Basınç odası olarak tanımlanan kapalı bir ortama hasta tamamen alınır. Merkezimizdeki basınç odası 10 kişilik olduğundan aynı seansta 10 hasta tedaviye alınabilmektedir.
Hasta, durumuna göre oturarak ve ayaklarını uzatarak tedaviye alınabildiği gibi, sedyeyle yatarak da alınabilir.
Basınç odasının içi havayla doldurularak normal atmosferik basıncın 2-3 katına kadar ulaşılır. Bu işlem yaklaşık 14-15 metre derinliğe dalış etkisi oluşturduğundan kuru dalış olarak da tanımlanır. Bu sırada hasta kulaklarında dağları aşarken ya da uçakta hissedildiği gibi değişiklikler hisseder. Orta kulak ve sinüs boşluğundaki havayla basınç odası içindeki hava basıncının eşitlenmesi için bazı manevraların yapılması gereklidir. Dalış tamamlandıktan sonra hastanın durumuna göre maske, başlık vs. yoluyla %100 oksijen solumaya başlanır. Maskeler ve devreleri her hasta için ayrı olacak şekilde kullanılmaktadır.
Tedavi sırasında nelere dikkat edilmelidir?
Tedaviye pamuklu kumaştan giysilerle girilmeli, sentetik ya da yünlü kıyafetler kullanılmamalıdır. Yanıcı, patlayıcı, alev alabilecek çakmak, kibrit veya; cep telefonu, çağrı cihazı, radyo, kasetçalar gibi elektronik cihazlarla basınç odasına girilmemelidir. Özellikle şeker hastaları tedaviye aç karnına girmemeli, insülin düzenlerini aksatmamalıdır. Sigara içiliyorsa tedavi süresince, mümkünse tümüyle bırakılmalıdır.
Ne kadar sürüyor, bu süre içinde neler yapılabilir?
Tedavi toplam 2 saat sürmektedir. Bu süre içinde 3 oksijen periyodu ve bunların arasında 5’er dakikalık 2 hava molası verilir. Basınç odamız, bilinci kapalı hastaların gereğinde solunum cihazı ve monitörle takip edilerek tedavi olmalarına imkan tanımaktadır. Tedavi boyunca sağlık personeli eşliğinde gerekli tıbbi müdahaleler yapılabilmektedir. Basınç odasının dışında yer alan operatörün, basınç odası içindeki hastalar ve personelle diafon yoluyla sesli ve monitörler yoluyla görsel iletişimi sağlanmaktadır. Tedavi sıklığı genellikle günde 1 veya 2 seans haftada 6 gün şeklindedir. Toplam seans süresi de hastaya göre değişmekle birlikte ortalama 30 gündür.
Tedavi sırasında basınç odasından çıkılabilir mi?
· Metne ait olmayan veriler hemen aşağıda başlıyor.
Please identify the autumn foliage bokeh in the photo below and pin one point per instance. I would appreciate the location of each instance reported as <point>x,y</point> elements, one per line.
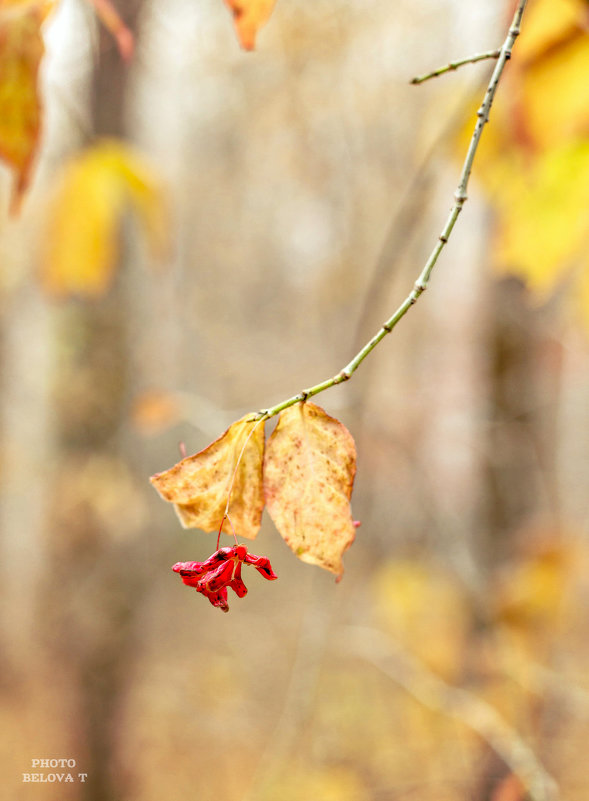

Tek kişilik basınç odalarından farklı olarak çok kişilik odalarda ön bölme mevcuttur. Dalışsırasında herhangi bir sorun olması halinde basınç odasının ön bölmesinde ana bölmeyle basınç eşitlenerek hastanın ya da sağlık personelinin içeriye giriş çıkışı sağlanabilmektedir.
Yan etkiler nelerdir?
En sık karşılaşılan yan etki barotravmadır. Bu da basınç odası içinde artan basınçla orta kulak ve sinüs boşluklarındaki havanın basıncının eşitlenememesi nedeniyle ortaya çıkabilmektedir. Genellikle nezle, sinüzit gibi üst solunum yollarının enfeksiyonu olması durumunda ortaya çıkabilir ve dalış sırasında ağrıya neden olur. Bu durumda tedaviye birkaç gün ara verilmesi ve üst solunum yolu enfeksiyonunun iyileşmesi beklenir.